Mais quel lien avec Médée ?

"Comme l'héroïne d'Euripide et de Sénèque, la Corse a subi une injustice de la part de la France." Par amour pour Jason, Médée trahit son père et sa patrie puis se voit abandonnée par son amant dont elle se venge en tuant les deux fils qu'elle avait eu de lui. "Comme dans la tragédie antique, le pacte a été violé", lance Acquaviva avec une gestuelle toute méditerranéenne.

Pour le chanteur compositeur, l’injustice pourrait être réparée grâce à l'Europe. Acquaviva, sceptique sur la Constitution européenne qu'il estime "trop libérale", considère que "la Corse a tout à perdre si les Etats nations reprennent le dessus. Car l'Europe est caractérisée par une notion que la France ne peut absolument pas concevoir : la décentralisation".

Pour 'A Filetta', l'Europe constitue surtout une occasion de dialogue artistique. "Dans le cadre du programme européen ‘Interreg’, [qui soutient des projets entre régions européennes] nous avons essayé de confronter les différents visages de Médée dans la tradition européenne.
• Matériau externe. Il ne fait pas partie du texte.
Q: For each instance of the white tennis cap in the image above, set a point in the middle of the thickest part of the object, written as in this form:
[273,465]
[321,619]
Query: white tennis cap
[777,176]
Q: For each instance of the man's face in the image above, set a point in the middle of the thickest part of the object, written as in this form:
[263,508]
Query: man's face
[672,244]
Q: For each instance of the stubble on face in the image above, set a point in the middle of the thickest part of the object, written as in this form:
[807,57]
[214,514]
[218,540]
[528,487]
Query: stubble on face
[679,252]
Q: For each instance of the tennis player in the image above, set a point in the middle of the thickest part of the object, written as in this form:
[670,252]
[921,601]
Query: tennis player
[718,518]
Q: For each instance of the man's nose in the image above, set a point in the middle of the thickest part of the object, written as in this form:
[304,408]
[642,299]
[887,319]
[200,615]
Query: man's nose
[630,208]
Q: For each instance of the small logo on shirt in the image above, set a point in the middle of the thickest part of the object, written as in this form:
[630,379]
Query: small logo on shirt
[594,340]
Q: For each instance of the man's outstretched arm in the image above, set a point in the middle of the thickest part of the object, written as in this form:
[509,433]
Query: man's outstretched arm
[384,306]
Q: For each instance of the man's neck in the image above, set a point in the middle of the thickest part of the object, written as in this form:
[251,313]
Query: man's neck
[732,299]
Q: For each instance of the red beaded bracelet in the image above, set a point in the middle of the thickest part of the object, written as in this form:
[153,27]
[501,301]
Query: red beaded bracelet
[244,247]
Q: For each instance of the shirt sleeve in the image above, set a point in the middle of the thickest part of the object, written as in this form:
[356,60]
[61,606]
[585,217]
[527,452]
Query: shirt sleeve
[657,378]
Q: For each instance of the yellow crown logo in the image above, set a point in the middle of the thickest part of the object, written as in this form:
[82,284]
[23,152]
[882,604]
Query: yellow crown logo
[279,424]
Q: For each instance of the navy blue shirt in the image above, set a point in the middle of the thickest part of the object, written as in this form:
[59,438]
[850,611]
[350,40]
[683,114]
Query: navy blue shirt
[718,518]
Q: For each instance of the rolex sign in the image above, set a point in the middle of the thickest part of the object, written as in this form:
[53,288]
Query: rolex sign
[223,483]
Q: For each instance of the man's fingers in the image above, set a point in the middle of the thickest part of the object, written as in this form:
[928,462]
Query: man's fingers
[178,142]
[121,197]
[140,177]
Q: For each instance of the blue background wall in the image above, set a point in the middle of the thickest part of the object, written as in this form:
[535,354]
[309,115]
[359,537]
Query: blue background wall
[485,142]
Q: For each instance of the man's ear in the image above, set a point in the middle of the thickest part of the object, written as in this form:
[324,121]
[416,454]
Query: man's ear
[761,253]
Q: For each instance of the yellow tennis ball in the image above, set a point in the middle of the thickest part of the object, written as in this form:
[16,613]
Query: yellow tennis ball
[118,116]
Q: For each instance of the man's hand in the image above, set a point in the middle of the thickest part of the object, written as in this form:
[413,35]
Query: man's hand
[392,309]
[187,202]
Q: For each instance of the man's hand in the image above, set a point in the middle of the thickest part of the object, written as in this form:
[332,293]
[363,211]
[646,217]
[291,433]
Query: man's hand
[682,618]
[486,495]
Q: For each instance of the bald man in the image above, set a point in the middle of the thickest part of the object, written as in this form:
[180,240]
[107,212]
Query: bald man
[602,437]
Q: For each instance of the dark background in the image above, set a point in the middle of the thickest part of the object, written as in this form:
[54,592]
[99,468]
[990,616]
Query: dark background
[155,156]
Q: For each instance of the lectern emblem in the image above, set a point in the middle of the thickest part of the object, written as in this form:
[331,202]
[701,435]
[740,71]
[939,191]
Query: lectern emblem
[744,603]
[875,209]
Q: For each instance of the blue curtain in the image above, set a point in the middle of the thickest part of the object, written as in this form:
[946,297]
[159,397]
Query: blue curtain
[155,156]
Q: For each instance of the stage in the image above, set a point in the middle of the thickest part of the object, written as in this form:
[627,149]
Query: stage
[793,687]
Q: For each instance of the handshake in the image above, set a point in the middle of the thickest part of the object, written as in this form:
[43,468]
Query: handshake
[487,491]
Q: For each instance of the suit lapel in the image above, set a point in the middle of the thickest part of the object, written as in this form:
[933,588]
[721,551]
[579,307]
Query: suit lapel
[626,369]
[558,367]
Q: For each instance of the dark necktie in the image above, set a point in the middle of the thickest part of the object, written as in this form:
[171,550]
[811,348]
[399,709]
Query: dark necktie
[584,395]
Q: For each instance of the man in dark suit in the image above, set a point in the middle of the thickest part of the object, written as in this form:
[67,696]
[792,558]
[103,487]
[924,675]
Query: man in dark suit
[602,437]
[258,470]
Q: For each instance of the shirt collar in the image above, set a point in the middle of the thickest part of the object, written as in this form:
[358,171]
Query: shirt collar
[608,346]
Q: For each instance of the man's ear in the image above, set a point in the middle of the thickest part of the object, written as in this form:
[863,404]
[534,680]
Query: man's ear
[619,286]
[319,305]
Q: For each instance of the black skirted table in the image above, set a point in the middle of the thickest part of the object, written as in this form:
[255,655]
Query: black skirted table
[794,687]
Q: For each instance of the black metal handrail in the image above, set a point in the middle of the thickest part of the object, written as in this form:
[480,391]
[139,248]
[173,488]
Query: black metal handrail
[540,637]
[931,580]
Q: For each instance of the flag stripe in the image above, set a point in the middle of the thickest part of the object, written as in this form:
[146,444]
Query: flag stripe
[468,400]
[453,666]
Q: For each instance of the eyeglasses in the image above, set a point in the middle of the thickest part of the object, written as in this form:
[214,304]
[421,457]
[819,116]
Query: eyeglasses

Le spectacle a été mis en scène par le napolitain Orlando Furioso, avec des actrices sardes, des musiciens du conservatoire de Livourne en Toscane, et la composition du Français Bruno Coulais."

En outre, « chaque année à Calvi, nous organisons une rencontre avec des groupes polyphoniques du monde entier ».

Et de qui se sentent-ils les plus proches?

"Curieusement pas de nos voisins sardes, car leur chant est trop aseptisé", dit-il avec précaution. "J'adore les Géorgiens, qui nous ont enseigné à chanter de façon puissante avec tendresse et de façon tendre avec puissance", explique Acquaviva. Une énergie qui, dans les crescendos d’’A Filetta’ rappelle ainsi le vacarme tendre et fracassant de la mer de Corse.